Soybeans | The rains in Argentina are leading soybeans lower today and January is testing the $10.20 support level. We are going to find out if this rally in Soybeans since the beginning of October is supply or demand driven. If the rally was a supply concern than the recent rains should take beans lower below $10. If this has been more of a demand rally since October then I expect $10.20 to hold. If we close below $10.20 and start to head south, major support does not come into play until $9.80. Stay tuned!
My gut feeling is we are in the midst of a demand rally and the market needs soybeans priced high enough to encourage as many US soybean acres as possible. This South American crop is far from being made and US exports remain strong. If $10.20 holds today in January and we bounce off support, I like getting long futures and using a short dated put instead of a stop.
As for November 2017 soybeans (new crop) – farmers who already bought put spreads on 5% to 20% of 2017 production should sit tight and see this out. Farmers who are not hedged are a little behind the 8 ball with the new rains in Argentina.

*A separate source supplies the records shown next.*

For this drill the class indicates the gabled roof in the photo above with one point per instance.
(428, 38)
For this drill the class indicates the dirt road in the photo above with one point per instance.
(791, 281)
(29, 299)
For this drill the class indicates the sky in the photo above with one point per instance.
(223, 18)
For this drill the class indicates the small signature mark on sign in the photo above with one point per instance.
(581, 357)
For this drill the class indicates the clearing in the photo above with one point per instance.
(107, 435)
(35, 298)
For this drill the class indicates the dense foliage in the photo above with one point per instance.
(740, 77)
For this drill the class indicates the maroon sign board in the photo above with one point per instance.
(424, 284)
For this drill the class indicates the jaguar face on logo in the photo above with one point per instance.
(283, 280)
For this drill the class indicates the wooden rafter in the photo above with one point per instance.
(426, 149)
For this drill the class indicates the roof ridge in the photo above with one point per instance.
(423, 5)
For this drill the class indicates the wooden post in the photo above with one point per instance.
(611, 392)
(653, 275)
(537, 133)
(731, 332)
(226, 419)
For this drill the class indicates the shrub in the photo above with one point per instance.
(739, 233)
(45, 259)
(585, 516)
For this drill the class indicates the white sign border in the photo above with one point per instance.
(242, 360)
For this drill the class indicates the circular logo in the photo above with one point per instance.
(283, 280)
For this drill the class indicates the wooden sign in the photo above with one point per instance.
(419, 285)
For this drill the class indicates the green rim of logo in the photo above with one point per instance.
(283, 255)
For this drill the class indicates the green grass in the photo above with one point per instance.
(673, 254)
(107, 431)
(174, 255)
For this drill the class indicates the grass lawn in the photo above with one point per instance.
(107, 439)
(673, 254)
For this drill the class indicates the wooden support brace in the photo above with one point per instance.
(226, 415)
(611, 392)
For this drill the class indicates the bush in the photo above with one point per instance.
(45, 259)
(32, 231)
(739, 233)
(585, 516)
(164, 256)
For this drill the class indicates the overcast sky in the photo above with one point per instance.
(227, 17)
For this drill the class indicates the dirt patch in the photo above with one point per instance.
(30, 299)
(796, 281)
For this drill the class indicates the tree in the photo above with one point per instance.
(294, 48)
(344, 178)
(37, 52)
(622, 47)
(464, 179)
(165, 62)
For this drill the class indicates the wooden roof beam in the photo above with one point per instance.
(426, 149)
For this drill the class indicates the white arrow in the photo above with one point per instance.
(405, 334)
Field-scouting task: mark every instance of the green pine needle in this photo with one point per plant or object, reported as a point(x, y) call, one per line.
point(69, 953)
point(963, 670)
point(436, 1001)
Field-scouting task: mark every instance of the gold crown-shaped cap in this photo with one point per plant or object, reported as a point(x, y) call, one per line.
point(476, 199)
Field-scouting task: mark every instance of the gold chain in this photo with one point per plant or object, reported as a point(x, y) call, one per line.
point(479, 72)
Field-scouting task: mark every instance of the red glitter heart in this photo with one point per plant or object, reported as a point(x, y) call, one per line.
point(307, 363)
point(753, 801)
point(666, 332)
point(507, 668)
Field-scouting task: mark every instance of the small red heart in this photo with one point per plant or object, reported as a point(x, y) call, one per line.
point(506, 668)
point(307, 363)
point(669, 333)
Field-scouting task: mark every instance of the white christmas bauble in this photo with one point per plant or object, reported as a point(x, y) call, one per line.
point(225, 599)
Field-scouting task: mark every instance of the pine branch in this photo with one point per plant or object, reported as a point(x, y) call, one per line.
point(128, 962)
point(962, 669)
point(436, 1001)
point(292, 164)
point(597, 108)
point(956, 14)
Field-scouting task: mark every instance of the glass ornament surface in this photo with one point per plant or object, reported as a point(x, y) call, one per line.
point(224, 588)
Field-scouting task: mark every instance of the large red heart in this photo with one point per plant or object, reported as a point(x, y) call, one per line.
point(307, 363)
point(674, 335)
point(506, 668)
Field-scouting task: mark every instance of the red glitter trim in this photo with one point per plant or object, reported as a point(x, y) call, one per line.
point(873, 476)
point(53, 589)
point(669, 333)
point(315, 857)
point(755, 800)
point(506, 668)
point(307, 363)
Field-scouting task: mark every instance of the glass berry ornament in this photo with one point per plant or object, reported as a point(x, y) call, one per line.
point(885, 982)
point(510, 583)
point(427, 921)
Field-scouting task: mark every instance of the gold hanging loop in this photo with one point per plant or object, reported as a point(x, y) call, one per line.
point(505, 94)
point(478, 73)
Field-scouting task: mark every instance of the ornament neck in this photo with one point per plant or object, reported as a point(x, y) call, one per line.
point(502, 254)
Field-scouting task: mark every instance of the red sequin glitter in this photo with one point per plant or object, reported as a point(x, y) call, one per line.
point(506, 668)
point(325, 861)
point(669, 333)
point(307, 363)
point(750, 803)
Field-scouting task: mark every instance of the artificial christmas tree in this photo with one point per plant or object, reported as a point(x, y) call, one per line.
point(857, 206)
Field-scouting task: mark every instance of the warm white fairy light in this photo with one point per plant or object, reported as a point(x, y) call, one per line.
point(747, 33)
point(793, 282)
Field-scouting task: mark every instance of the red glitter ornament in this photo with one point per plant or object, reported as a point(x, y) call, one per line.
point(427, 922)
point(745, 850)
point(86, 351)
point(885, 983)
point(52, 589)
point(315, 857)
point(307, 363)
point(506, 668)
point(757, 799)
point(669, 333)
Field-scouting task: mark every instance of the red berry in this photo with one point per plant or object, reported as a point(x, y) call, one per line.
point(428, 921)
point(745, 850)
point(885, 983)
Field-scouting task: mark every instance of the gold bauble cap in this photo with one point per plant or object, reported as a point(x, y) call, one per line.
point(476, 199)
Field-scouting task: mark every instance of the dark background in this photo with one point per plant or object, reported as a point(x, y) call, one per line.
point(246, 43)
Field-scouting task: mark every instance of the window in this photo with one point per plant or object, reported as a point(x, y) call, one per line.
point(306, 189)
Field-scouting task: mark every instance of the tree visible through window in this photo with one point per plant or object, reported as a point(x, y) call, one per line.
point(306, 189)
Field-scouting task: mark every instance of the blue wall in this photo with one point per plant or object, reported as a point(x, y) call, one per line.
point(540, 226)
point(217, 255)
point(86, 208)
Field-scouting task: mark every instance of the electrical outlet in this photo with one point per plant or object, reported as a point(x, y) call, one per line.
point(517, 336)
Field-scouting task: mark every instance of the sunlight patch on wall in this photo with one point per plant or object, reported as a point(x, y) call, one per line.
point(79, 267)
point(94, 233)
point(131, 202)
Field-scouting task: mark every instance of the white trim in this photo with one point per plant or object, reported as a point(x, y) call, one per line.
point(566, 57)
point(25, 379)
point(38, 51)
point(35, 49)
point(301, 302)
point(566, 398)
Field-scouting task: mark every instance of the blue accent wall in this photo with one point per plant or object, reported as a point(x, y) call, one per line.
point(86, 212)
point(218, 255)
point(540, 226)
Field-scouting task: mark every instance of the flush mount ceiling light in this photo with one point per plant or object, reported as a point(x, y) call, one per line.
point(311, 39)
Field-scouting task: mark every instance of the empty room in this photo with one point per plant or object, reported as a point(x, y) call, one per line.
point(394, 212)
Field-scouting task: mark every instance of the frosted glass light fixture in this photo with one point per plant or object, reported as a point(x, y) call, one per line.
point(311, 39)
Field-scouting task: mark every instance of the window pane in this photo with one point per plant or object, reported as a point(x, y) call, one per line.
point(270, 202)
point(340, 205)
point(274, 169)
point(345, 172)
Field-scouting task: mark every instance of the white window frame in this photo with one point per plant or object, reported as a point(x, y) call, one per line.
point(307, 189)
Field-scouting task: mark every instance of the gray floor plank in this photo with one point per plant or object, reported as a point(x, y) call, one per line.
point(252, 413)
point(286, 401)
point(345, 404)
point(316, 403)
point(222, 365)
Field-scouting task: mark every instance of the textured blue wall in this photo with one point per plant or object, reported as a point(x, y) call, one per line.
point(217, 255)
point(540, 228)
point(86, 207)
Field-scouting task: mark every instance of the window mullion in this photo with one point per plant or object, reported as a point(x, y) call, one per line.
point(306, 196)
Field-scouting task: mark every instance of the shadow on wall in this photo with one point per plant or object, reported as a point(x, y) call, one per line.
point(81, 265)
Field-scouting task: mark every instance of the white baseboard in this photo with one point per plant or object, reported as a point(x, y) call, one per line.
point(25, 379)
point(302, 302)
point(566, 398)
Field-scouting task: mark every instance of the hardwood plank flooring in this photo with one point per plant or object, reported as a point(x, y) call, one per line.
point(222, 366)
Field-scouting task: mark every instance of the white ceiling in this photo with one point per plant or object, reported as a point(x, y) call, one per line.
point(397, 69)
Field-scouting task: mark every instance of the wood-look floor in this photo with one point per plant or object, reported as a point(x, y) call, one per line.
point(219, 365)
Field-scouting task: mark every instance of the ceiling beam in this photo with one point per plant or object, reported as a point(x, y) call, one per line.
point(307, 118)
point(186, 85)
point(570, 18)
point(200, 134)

Hopefully Jan Soybeans holds $10.20 and November holds $10.10. If so we should get a chance to price in some hedges before the January USDA reports.
Cotton | March Cotton is breaking down today and we could be seeing the start of a reversal in trend. Cotton has been in a bull market since March. First we due to a spring/summer rally brought on by unfavorable weather. The second leg of the rally was due to the slow harvest of cotton in Texas (there is more cotton grown in the state of TX than all other US states combined). The slow harvest delayed the availability of deliverable grade cotton for the December new crop contract. Now that the industry is back on track it looks like we will have a good crop of cotton and we will have enough cotton for the March contract.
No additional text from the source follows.